NPR’s Planet Money podcast is one of my favorite things to listen to when I’m running. In a recent episode, “Why K-Pop is Taking over the World,” they discuss how South Korea has positioned itself to be a major player in pop music all across the world. It’s kind of strange to think of pop music as a commodity, but it really is, and one we’ve exported to the rest of the world for a long time. It took us more than 100 years to establish a pop music industry in America, and by making smart investments, learning from us ( and getting a bit lucky) Korea’s managed to kickstart a pop music industry in just 20 years by—as the Planet Money folks put it—figuring how to “manufacture, distribute, and ‘package’ ” music.
Most of the episode is devoted to showing how they’ve done this, how all of that work has laid a foundation for songs like Gangam Style. The song’s symbolic of the fact that Korea has become a real player in the world’s larger cultural industry. For the Koreans, investing in the industry was in many ways a brilliant economic strategy. Planet Money makes the case that when people in other countries listen to our music, watch our movies, and so on, they become much more likely to buy our stuff, visit our country, and associate things made in the US with quality. A strong cultural industry is an incredible form of soft power: it gives us the ability to influence the values of a large population of the world without fighting wars or giving them money.

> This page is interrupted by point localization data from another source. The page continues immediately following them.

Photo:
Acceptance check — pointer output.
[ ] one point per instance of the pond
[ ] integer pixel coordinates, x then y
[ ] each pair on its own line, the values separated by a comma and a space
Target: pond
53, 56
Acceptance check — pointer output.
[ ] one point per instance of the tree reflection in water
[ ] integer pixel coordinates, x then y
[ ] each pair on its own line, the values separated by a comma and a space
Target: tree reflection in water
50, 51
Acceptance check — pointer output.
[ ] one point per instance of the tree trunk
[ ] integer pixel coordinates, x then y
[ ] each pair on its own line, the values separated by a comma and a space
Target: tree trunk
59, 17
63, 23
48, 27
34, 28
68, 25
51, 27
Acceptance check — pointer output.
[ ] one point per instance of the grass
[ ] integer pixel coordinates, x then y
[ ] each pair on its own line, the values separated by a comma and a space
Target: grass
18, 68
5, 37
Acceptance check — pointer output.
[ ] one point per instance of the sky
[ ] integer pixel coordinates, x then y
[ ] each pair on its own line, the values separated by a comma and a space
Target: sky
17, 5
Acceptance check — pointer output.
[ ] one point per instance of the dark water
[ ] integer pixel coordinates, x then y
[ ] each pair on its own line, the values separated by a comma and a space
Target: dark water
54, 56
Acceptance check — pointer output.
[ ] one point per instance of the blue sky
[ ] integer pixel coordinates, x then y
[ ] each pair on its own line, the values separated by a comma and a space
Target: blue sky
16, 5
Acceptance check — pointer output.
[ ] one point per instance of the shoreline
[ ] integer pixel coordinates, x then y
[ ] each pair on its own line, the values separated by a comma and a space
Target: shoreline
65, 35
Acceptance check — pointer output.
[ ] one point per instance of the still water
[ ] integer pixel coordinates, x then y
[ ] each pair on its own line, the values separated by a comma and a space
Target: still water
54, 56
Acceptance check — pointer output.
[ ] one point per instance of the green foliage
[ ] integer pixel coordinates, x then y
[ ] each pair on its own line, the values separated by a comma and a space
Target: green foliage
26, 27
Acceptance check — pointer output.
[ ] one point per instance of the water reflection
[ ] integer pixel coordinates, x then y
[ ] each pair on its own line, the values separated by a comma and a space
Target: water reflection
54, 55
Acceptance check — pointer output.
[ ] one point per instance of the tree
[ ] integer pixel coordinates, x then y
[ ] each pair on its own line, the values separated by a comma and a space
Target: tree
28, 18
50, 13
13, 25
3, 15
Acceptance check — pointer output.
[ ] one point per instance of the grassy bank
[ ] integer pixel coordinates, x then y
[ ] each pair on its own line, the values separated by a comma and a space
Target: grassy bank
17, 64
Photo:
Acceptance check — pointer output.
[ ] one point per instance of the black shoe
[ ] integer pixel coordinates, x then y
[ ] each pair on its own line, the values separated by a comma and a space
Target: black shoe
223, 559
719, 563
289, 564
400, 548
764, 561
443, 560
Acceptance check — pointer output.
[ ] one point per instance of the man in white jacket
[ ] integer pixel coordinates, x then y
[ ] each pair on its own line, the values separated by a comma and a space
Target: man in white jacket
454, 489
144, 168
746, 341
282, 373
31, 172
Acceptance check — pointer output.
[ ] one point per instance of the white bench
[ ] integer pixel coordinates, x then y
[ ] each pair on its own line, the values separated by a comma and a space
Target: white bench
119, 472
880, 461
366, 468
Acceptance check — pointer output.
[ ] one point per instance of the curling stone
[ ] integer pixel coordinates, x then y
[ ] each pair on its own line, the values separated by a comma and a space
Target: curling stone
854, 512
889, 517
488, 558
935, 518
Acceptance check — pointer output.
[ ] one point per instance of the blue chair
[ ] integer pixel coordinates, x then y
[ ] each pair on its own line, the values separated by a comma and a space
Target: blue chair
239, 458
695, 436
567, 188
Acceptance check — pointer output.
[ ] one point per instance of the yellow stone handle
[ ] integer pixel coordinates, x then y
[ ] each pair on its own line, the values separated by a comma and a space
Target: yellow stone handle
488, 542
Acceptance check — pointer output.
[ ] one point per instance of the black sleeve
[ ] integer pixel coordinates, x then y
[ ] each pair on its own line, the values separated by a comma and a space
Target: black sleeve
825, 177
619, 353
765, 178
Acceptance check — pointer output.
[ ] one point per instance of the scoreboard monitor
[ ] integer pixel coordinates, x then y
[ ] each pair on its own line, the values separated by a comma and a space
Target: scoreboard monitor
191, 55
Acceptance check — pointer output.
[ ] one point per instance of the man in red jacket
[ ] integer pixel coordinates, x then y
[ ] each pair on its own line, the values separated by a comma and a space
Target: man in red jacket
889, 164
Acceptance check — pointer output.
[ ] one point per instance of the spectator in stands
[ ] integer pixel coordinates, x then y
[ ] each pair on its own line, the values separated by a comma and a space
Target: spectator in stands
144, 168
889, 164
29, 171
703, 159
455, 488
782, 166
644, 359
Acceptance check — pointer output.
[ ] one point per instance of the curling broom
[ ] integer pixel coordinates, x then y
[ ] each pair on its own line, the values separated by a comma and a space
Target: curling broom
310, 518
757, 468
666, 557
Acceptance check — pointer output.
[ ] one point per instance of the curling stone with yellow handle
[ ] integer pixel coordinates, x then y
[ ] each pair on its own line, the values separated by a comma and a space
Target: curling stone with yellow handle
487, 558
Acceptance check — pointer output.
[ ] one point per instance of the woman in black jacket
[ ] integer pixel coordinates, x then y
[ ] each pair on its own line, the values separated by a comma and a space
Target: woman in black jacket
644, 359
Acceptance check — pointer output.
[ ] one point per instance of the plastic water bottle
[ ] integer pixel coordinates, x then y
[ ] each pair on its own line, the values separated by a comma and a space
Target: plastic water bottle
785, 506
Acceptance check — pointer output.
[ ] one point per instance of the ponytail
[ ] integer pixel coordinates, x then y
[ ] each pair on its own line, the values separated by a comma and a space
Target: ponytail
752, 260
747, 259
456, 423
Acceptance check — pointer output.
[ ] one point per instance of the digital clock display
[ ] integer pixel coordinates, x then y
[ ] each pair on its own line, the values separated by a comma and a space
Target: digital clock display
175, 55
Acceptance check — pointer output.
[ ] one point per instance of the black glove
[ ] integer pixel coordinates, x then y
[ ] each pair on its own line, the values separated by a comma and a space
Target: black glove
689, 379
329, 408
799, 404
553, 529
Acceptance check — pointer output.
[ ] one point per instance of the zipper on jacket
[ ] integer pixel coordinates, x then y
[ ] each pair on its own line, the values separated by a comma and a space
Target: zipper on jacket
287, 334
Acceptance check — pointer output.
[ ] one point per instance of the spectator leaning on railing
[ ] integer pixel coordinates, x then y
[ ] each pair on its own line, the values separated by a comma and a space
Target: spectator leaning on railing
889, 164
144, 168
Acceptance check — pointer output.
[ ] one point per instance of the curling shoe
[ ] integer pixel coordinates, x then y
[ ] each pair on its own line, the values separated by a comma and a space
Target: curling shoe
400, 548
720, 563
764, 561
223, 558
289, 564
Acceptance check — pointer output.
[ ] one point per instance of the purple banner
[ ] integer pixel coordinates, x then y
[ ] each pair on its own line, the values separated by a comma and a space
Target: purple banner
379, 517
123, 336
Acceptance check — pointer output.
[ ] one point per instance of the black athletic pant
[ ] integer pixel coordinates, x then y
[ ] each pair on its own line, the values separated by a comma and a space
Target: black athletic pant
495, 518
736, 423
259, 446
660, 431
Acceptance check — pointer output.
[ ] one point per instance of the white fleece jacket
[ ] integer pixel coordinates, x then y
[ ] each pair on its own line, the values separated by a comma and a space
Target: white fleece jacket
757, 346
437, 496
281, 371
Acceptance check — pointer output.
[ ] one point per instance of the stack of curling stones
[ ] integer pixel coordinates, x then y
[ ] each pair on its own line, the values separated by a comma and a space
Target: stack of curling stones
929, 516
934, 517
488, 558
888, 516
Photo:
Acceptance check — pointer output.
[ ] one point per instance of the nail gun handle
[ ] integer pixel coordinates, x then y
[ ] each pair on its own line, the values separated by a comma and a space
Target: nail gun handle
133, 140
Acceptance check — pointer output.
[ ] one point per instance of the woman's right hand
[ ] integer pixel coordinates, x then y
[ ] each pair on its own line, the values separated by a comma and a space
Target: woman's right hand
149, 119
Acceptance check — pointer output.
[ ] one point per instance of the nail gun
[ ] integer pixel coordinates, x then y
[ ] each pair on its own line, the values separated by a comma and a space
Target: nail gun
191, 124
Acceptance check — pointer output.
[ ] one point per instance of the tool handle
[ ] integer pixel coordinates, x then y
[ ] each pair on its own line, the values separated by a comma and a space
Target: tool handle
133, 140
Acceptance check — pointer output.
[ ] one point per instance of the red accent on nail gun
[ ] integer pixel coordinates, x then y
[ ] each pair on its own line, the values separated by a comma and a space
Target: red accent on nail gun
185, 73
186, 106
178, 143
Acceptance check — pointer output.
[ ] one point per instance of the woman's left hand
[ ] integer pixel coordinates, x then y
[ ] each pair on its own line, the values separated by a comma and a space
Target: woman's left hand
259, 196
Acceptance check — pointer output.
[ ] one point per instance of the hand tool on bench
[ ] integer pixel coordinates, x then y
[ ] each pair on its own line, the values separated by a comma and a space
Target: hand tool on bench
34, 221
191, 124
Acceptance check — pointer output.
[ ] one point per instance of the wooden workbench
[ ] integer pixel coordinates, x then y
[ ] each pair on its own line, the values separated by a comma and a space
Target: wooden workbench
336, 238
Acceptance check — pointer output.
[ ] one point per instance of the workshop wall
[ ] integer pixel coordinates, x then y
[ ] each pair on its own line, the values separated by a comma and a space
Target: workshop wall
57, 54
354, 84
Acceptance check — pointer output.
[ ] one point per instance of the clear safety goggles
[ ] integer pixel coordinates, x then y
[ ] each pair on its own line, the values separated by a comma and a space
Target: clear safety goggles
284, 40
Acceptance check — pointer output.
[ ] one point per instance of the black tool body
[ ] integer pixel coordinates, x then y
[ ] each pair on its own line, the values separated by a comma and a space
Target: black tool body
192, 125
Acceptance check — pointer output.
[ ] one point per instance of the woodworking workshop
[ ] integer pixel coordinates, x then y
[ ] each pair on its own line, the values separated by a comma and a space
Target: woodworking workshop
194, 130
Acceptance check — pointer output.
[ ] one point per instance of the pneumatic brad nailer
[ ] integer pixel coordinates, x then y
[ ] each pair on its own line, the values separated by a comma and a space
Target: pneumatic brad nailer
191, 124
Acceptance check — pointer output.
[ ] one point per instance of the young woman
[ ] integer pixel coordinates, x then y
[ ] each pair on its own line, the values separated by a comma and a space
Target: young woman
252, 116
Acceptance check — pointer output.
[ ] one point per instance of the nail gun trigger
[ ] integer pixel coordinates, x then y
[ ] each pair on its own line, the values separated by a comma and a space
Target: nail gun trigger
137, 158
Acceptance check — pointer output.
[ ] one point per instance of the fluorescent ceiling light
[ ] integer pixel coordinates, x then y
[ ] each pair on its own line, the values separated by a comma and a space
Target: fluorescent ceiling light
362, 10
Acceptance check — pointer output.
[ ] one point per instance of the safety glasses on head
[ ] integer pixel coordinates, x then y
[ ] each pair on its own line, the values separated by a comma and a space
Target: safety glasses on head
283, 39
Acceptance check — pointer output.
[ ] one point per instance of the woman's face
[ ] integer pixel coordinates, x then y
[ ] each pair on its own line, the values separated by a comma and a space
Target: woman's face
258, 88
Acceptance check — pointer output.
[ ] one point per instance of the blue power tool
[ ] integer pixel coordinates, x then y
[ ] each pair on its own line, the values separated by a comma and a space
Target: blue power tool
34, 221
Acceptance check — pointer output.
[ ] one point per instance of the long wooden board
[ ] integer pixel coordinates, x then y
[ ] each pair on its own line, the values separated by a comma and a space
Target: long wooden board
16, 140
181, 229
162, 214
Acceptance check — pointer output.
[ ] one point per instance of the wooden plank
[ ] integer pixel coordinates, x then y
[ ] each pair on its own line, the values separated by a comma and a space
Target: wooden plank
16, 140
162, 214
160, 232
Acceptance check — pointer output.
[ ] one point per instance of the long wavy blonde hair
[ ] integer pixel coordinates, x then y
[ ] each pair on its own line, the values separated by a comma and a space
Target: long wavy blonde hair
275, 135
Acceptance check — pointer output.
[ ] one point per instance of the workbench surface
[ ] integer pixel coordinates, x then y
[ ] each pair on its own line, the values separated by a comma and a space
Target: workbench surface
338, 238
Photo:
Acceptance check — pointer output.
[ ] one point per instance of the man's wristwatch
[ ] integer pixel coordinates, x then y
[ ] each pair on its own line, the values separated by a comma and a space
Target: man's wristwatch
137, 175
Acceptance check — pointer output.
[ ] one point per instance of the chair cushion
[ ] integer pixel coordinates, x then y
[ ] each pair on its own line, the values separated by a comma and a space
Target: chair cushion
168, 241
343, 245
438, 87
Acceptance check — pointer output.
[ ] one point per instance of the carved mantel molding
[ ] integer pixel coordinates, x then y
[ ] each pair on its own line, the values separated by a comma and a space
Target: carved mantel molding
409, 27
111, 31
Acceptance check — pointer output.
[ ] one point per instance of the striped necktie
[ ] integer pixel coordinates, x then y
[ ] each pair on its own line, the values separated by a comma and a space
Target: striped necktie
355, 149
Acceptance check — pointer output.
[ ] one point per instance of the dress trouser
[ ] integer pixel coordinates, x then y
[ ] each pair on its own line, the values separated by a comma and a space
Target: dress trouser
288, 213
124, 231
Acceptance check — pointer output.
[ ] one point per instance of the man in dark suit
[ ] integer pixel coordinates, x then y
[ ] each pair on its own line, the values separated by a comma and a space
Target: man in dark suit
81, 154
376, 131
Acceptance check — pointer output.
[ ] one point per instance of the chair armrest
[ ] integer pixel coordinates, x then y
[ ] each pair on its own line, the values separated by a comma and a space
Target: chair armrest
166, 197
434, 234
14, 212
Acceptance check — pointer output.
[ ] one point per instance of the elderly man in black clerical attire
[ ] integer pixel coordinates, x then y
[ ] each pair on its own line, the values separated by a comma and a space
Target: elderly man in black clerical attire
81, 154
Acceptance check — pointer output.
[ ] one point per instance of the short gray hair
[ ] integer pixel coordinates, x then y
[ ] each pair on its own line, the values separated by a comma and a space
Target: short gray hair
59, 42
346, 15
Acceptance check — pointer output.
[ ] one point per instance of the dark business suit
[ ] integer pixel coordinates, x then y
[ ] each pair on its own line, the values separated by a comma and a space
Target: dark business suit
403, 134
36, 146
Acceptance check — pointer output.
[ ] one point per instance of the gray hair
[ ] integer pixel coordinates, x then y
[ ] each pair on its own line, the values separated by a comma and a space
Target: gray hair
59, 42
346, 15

So it seems to me that it’s in America’s best interests to maintain our edge as net exporters of cultural products. After listening to the episode, I kept thinking how valuable long-dead artists and musicians are to cities all across Europe. It’s always valuable to debate whether investments we make will return value to US taxpayers, but this episode in particular made me think how difficult it must be to calculate the real value of investing just a dollar into something like arts education.